Part of my thesis involves generating a statistics set known as Principal Component Analysis (PCA). PCA takes a group of statistics and, well, makes sense of them.

Actually, that’s not quite correct. PCA gives you columns of numbers called eigenvectors. The numbers are just numbers; it’s up to you to make sense of them.

To illustrate the value of PCA, consider the following list. Each item in the list is a measure, or indicator of vulnerability that a person has in the event of an earthquake. Do they make sense?

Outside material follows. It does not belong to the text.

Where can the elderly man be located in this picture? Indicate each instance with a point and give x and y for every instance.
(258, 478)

  • Population – 65 years and older
  • Family – Single parent
  • Income – low
  • Education – High school or less
  • Unemployment
  • Renter
  • English – not spoken at home
  • Occupation – arts or service
  • Social dependence
  • Population growth
  • Family – Average size
  • Population – 14 years and under
  • Aboriginal identity

Okay, they make sense by themselves, but do they make sense as a group? Which is the most important? Are some related to each in the sense that when one indicator is high, another indicator is also high?

PCA takes these indicators and gives you columns of numbers. Here is one such column:

Renter -0.517039016
Family – Average size 0.421954814
Population – 14 years and under 0.409067414
Income – low -0.385866351
Occupation – arts or service -0.242320211
Unemployment -0.218579446
Aboriginal identity -0.192174588
Social dependence -0.147162482
Education – High school or less -0.057844989
Family – Single parent -0.055617301
Population growth -0.047615417
Population – 65 years and older 0.150799633
English – not spoken at home 0.204608869

Notice that I sorted the rows so that the top values, either positive or negative are at the top and the least values are at the bottom. The top numbers show us the most important indicators – the higher the number, the more important the indicator.

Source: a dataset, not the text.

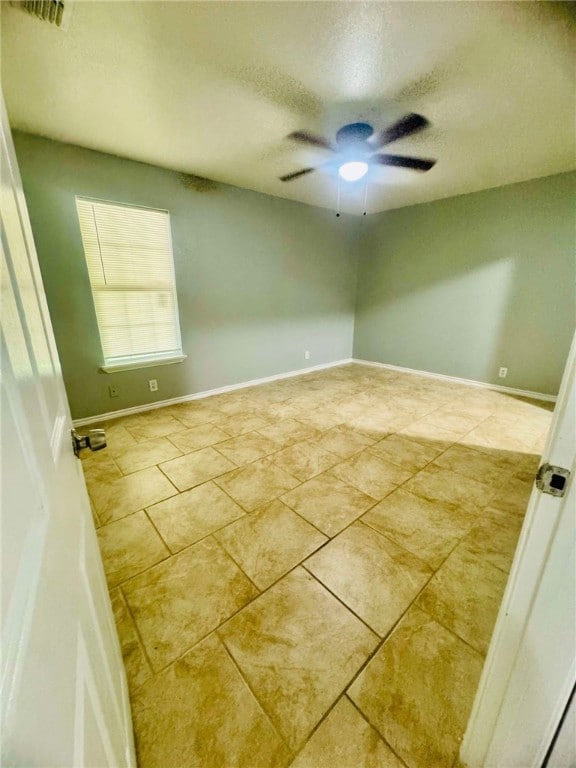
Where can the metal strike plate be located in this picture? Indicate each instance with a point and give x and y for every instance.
(552, 480)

So what do these numbers tell us? Look at the first four indicators. Basically they tell us that areas of the city that have high percentages of renters do not have large families and population 14 and under, and that they tend to be low in income; this is indicated by the negative sign on each indicator. Conversely, the numbers tell us that large families and population 14 and under go together, but not with renters.

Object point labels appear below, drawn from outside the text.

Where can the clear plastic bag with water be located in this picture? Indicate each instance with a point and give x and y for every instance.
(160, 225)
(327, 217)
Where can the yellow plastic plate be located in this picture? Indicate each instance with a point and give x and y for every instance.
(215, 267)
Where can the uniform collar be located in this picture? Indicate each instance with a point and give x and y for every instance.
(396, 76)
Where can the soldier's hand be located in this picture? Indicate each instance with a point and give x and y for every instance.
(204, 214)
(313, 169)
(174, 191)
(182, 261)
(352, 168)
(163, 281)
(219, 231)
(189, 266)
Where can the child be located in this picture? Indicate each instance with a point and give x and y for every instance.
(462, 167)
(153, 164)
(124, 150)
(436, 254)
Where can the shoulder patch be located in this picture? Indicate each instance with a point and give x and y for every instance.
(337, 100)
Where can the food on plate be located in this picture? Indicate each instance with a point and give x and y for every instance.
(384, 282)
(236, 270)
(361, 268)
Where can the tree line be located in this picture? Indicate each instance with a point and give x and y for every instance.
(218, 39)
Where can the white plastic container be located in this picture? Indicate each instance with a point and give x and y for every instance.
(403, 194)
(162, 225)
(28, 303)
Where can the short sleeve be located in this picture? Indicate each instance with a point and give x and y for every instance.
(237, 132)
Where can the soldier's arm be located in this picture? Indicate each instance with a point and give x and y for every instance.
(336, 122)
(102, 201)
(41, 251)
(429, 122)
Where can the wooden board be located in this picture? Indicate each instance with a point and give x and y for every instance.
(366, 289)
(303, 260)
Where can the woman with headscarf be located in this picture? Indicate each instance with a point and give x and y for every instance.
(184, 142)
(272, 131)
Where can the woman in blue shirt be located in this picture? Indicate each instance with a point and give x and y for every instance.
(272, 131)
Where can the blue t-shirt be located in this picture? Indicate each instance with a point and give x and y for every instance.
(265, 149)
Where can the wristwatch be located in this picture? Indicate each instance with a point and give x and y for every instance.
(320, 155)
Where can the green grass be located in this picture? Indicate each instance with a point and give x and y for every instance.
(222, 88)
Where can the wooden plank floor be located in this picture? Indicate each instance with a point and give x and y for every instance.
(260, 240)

Are these patterns true? Let’s look at the map in several views.

RentersFirst, look at the Renters layer. This layer shows us that many people in the West End (the red part in top left), a densely packed area of 100,000 people in 100 square blocks, rent their dwelling units.
Population 14 and under
Next, look at the Population – 14 years and under layer. This layer tells us that in the south, Population 14 years and under is high, while in the West End it is low.
Large familyFinally, look at the Family – average size layer. This layer is similar to the Population – 14 years and under layer; the south part of Vancouver has large families, while in the West End, families are not large.

These layers confirm the patterns that the column of eigenvectors indicated. PCA “makes sense” of data by showing us patterns in the data. That is its value.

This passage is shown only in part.